Yusaku YAMAMOTO (山本 有作)

Offer Organization: Japan Society for the Promotion of Science, System Name: Grants-in-Aid for Scientific Research, Category: Grant-in-Aid for Challenging Research (Exploratory), Fund Type: -, Overall Grant Amount: - (direct: 4700000, indirect: 1410000)
The aim of this study is to develop new algorithms for matrix computations based on non-orthogonal transformations and analyze their convergence properties and accuracy theoretically. We chose the time-dependent eigenvalue problem and preconditioning methods for iterative solution of linear systems as examples. For the former, we developed an algorithm based on matrix multiplications, which is suited for next-generation microprocessors. For the latter, we developed a highly parallel algorithm based on the modified incomplete Cholesky factorization and the block red-block ordering.

Offer Organization: Japan Society for the Promotion of Science, System Name: Grants-in-Aid for Scientific Research, Category: Grant-in-Aid for Scientific Research (B), Fund Type: -, Overall Grant Amount: - (direct: 10100000, indirect: 3030000)
In this study, we developed matrix solvers which are applicable to a wide range of computer physics applications, such as electronic structure calculation, plasma simulation and crack growth simulation. Our main targets are direct solvers for sparse and band matrices and generalized eigenvalue solvers for dense matrices. With the use of communication-avoiding algorithms and automatic code selection techniques, our solvers aim at achieving high strong-scaling performance. We applied our solvers to time-dependent simulation of organic polymeric materials and crack growth simulation and verified their performance.

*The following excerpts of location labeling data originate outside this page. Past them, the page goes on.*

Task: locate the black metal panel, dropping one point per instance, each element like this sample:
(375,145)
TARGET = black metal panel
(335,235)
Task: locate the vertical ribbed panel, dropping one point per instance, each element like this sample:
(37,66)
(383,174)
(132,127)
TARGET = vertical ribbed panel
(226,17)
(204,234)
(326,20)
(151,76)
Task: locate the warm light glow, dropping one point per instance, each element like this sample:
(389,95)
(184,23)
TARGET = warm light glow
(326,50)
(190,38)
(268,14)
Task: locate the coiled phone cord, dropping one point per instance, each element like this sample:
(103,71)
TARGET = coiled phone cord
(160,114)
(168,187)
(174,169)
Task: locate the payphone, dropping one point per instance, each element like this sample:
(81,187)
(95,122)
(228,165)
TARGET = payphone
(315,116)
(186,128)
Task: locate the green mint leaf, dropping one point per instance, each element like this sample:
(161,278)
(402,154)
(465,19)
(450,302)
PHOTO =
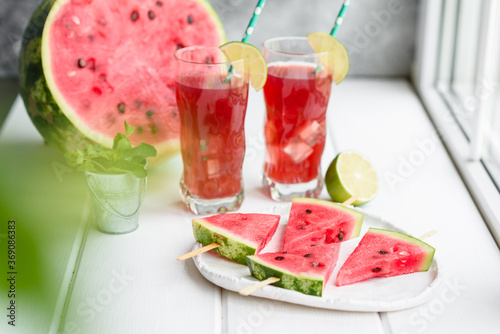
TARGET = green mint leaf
(123,145)
(143,150)
(131,167)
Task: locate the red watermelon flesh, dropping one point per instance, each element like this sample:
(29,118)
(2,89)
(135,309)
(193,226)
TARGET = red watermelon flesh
(239,234)
(383,253)
(109,61)
(314,221)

Offer Organization: Japan Society for the Promotion of Science, System Name: Grants-in-Aid for Scientific Research, Category: Grant-in-Aid for Scientific Research (B), Fund Type: -, Overall Grant Amount: - (direct: 13700000, indirect: 4110000)
In this research, we aimed at developing a new designing framework of innovative electronics material for which conventional designing approach has become too expensive due to the rapid increase of the complexity and size of target designs. The main idea there was to establish a unified approach where the physics, the mathematical model, and its numerical computation were demanded to be consistent in terms of a certain mathematical structure. As outcomes of this research, we have developed several important supporting new techniques, such that new structure-preserving model reduction techniques, new fast iterative solvers for electronics dynamics computations. Then we considered some electronics dynamics computations by efficient, energy-conserving parallel numerical methods, which confirmed the validity of the concept of the unified approach in that it actually enables efficient, stable computation.

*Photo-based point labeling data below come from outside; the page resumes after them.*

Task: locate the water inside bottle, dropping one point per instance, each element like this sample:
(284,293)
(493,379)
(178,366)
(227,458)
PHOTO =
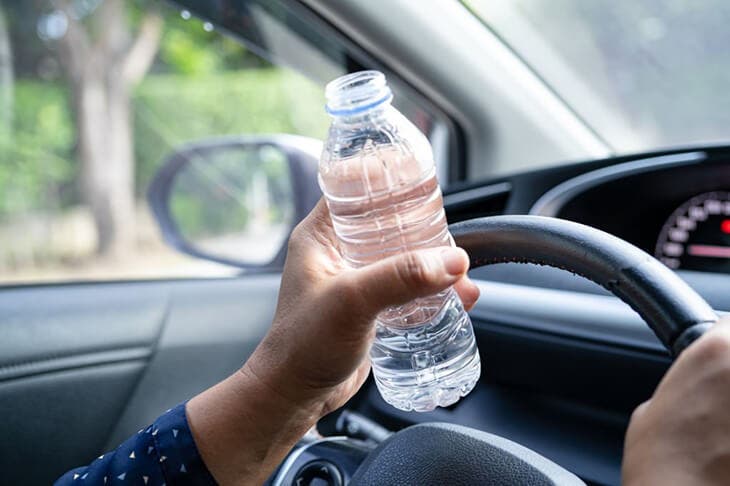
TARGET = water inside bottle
(382,202)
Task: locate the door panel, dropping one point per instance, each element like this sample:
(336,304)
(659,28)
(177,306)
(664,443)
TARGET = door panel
(82,367)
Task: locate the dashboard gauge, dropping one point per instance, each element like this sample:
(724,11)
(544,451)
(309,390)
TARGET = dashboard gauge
(697,235)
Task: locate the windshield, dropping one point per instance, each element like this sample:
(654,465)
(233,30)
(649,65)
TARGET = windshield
(643,74)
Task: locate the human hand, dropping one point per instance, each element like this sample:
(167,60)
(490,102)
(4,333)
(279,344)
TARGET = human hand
(316,353)
(315,356)
(682,434)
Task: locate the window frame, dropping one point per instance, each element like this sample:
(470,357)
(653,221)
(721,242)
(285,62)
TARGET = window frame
(309,24)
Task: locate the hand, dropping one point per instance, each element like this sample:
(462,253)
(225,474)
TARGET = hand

Offer Organization: Japan Society for the Promotion of Science, System Name: Grants-in-Aid for Scientific Research, Category: Grant-in-Aid for Scientific Research (B), Fund Type: -, Overall Grant Amount: - (direct: 14100000, indirect: 4230000)
This research project aims to realize high performance numerical services investigated in the past based on new mathematical principles in the emerging computing system where tens of thousands to hundreds of millions of processing cores are installed. Giving two important themes, `Mixed-granularity numerical kernel' and `Asynchronous numerical algorithm,' we conducted; i) the research on the theory of asynchronous numerical algorithms. Also avoidance of communication and synchronization at a practical level, then CAHTR and a new method for the FDTD scheme were proposed. Furthermore, we have practiced; ii) promoting research on core numerical infrastructure technologies such as automatic tuning for scalable, lightweight code generation at super-many-core, and promoting innovative research leading to the next generation numerical calculation software.

Offer Organization: Japan Society for the Promotion of Science, System Name: Grants-in-Aid for Scientific Research, Category: Grant-in-Aid for Scientific Research (B), Fund Type: -, Overall Grant Amount: - (direct: 14000000, indirect: 4200000)
Autotuning is technology that aims to attain good performance under various conditions, by letting software controls its own parameter. In case multiple parameter exist, most of previous research chose either exhaustive search or heuristic pruning. In this research, we aim mathematically founded method using Bayesian statistics, which gives practically good and asymptotically optimal solutions.
In survey of previous works, we found that linear models and correlation models have such properties, and they can be combined. From description of such models, we create a software that generates a code that constructs performance model from a priori information and observations. Also we apply autotuning mathematical libraries to various computations, and confirms their effectiveness.